Every day the Asset Allocation team has a morning meeting, in which our economists and strategists debate the latest news and expectations for the day with our portfolio managers. I have to admit that, increasingly, we discuss the same thing many people do in offices around the world: politics!
Macro investors have scrambled to become political experts, and we are no exception. The time we spend in our research meetings debating the intentions of politicians, the latest tweets, and recent geopolitical machinations has skyrocketed.
This is not idle speculation or punditry. Our economic roadmap view is now unusually binary, with upside and downside scenarios competing for prominence. Our recession probability stands at 35% – a high for this cycle – and never in the past few years have we been so dependent on the outcome of one particular set of political negotiations (around trade wars) to determine our outlook.

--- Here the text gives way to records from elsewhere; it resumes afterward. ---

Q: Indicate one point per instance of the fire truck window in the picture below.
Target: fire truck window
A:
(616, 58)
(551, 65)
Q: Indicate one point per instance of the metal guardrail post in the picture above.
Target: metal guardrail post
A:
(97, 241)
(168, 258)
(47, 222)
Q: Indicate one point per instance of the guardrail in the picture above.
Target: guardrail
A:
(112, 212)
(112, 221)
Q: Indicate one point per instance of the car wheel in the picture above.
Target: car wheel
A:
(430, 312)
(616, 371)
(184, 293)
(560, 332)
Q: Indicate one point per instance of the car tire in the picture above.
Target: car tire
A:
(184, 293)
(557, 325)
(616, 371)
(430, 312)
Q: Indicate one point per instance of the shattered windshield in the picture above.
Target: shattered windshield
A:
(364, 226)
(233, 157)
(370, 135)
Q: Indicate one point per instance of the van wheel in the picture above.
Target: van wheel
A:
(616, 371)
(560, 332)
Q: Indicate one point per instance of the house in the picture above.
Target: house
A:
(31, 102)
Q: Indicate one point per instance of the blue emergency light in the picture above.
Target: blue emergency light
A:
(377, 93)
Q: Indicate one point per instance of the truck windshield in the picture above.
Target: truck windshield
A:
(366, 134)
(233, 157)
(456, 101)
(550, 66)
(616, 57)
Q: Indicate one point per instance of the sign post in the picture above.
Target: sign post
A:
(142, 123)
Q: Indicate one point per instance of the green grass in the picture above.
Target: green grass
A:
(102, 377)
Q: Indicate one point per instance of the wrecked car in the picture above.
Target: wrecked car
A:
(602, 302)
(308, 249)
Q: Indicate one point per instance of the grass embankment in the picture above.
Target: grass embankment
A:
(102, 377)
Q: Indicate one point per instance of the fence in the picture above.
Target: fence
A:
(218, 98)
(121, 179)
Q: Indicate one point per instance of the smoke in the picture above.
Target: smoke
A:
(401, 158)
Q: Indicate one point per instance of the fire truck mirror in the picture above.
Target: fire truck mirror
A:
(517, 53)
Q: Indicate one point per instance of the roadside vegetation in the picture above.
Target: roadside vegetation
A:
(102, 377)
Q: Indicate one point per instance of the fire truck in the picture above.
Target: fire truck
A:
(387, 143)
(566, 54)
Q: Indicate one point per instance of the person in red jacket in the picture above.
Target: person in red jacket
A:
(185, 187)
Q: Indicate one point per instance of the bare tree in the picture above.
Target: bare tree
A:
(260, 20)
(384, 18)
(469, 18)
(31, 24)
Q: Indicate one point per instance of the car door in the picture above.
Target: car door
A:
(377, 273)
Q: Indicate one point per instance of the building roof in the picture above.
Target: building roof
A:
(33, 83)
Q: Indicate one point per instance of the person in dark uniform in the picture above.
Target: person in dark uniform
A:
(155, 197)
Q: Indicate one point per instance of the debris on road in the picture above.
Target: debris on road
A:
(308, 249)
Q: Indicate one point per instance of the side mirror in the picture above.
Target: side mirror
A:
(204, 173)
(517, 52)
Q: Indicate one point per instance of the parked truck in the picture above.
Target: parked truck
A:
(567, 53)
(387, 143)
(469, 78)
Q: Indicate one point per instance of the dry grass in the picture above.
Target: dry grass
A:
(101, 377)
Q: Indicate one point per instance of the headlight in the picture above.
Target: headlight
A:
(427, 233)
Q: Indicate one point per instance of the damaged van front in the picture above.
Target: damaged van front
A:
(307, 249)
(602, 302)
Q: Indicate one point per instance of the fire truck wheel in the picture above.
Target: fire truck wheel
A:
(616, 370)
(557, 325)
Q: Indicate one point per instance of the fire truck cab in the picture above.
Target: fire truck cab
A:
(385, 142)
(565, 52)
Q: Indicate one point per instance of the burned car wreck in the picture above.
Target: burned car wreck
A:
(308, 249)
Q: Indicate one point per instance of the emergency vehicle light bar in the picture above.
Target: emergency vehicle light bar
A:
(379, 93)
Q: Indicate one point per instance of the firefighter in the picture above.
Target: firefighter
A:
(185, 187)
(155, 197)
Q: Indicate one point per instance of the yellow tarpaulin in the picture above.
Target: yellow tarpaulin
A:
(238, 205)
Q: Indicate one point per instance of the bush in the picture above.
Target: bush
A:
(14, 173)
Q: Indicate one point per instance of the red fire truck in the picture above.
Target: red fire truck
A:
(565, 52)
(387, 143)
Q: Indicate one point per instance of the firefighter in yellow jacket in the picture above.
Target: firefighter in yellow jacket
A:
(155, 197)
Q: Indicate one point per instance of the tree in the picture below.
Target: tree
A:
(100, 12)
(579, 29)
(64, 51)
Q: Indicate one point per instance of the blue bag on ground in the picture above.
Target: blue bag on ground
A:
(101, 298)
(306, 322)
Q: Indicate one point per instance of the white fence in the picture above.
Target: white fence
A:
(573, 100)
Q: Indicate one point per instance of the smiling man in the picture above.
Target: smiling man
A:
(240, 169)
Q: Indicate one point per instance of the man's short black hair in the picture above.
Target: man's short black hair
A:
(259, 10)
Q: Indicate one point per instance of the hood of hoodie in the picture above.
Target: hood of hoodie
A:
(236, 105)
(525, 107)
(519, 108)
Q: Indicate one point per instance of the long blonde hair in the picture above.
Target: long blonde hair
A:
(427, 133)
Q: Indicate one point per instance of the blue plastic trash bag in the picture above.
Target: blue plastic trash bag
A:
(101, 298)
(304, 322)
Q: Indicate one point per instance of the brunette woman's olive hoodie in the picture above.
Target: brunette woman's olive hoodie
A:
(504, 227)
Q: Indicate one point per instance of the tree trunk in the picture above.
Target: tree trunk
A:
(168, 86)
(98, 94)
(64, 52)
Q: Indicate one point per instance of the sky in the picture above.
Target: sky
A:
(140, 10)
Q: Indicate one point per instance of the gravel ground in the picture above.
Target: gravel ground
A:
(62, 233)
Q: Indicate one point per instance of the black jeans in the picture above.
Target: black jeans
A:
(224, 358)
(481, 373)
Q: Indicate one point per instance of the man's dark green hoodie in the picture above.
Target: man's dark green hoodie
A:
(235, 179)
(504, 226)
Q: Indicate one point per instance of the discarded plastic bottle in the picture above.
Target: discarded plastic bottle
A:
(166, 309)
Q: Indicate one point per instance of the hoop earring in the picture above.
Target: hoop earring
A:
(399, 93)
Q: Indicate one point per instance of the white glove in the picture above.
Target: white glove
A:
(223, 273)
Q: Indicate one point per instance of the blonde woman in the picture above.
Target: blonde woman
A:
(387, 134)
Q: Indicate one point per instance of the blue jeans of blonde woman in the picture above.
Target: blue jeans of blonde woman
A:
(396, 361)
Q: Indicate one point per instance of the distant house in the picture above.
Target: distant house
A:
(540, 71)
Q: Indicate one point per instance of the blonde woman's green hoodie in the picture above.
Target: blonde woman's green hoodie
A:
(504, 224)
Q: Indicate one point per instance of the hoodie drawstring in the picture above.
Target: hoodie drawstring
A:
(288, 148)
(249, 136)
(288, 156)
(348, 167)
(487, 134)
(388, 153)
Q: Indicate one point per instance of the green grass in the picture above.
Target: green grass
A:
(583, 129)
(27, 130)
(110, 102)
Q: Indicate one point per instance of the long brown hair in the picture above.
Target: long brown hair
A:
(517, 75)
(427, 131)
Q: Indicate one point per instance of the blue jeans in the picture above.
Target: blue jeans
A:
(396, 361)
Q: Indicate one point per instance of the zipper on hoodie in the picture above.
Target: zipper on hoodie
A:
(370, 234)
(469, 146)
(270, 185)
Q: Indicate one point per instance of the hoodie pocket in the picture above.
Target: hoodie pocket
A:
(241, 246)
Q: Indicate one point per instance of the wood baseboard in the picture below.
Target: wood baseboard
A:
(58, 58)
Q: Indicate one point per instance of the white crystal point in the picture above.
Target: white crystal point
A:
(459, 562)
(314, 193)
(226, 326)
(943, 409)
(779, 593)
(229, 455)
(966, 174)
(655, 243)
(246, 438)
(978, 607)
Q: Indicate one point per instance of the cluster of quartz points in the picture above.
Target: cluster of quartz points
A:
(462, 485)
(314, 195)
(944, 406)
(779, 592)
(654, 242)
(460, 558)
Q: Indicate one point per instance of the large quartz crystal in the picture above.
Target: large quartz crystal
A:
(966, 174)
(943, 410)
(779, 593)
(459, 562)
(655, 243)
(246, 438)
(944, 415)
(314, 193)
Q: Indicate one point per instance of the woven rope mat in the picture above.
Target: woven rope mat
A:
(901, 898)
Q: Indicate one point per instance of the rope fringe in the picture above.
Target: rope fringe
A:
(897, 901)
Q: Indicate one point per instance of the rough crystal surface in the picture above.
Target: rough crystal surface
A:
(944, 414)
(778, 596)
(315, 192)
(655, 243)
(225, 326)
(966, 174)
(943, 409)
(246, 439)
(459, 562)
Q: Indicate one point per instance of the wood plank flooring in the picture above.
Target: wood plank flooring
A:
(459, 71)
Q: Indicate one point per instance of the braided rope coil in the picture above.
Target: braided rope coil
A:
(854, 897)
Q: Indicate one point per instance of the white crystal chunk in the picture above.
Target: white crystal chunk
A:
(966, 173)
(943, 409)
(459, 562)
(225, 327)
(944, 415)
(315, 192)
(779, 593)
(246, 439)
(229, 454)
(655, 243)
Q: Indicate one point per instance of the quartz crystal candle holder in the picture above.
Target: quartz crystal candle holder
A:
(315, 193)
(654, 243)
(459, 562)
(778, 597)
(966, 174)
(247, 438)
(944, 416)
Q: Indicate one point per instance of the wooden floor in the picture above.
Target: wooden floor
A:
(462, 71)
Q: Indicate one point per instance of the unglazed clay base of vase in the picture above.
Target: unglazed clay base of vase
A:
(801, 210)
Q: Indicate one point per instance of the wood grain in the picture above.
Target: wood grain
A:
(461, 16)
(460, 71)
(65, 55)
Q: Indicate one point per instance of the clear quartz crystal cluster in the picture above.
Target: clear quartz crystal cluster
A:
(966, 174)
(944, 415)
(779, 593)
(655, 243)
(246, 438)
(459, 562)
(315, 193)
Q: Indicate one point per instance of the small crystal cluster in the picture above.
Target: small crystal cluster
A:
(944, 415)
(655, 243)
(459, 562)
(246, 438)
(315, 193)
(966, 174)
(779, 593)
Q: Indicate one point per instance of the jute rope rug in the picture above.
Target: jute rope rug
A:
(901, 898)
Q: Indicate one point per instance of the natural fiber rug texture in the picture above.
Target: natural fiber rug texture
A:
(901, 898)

Moreover, we are 12 months away from a US election which brings a serious risk of a sharp swing to the left in the US. We expect investors’ and the media’s focus on this to increase in the run up to the Democratic primaries in February and early March 2020.
Our New Political Paradigm theme is an amalgamation of all the work we have done in this area. It covers Brexit, Trump’s new doctrine, and the rise of populism, grounding them all in concepts like the Thucydides trap identified by historians.
One of the challenges we face in this type of research is how to avoid behavioural biases when looking at political trends. So-called ‘recency bias’ – the phenomenon of overemphasising recent developments and extrapolating too much – is very common in political research.
It is easy to become extremely bearish due to recent political events or just after a crisis, but there are two risks in doing so:
1. How do we make sure we calibrate this bearishness against historical events and risks? It might look bad in the moment, but how do you know whether it’s any worse than in the past?
2. How do we make sure we stay ahead of the curve rather than pricing in risks once they have occurred and risk premia have spiked already? It’s tempting to become bearish when everyone else is panicking as well, but isn’t that the worst moment to do so?
To mitigate these behavioural traits, we use a scorecard or checklist approach. The benefit of this approach is well documented, as set out by Atul Gawande in The Checklist Manifesto, and allows you to consistently review the same information, become more forward looking, and document signposts.
What are the factors we look at in this political risk scorecard? Like all the scorecards we use, it has a mixture of qualitative and quantitative factors. There are three useful external indicators we use: the Geopolitical Risk index, the Global Economic Policy Uncertainty index, and the World Uncertainty index.
All three go back a while, which is important for calibration reasons, and all use word searches in press articles to build their scoring. In their Geopolitical Risk index, for example, Dario Caldara and Matteo Iacoviello of the Federal Reserve Board have constructed an automated monitor of 11 top international newspapers; it dates back to January 1985 and captures the incidence of words related to geopolitical tensions each month.
Their index thus quantifies the proportion of news stories highlighting geopolitical risk each month to give us a longer-term perspective, and it does broadly correspond to variations in these risks through time. Its zenith occurred when the US invaded Iraq in 2003, for instance, with other spikes evident around the September 2001 terror attacks and the Ukraine crisis in 2014.
So what is our political risk scorecard telling us today? Well, all three underlying indices are now reasonably high and – more importantly – they are rising.
This is especially worrying as we are not looking for a peak in this indicator (that’s when the geopolitical risk has happened and we are too late to anticipate it), we are looking for the build-up of political tension that makes a future risk event more likely.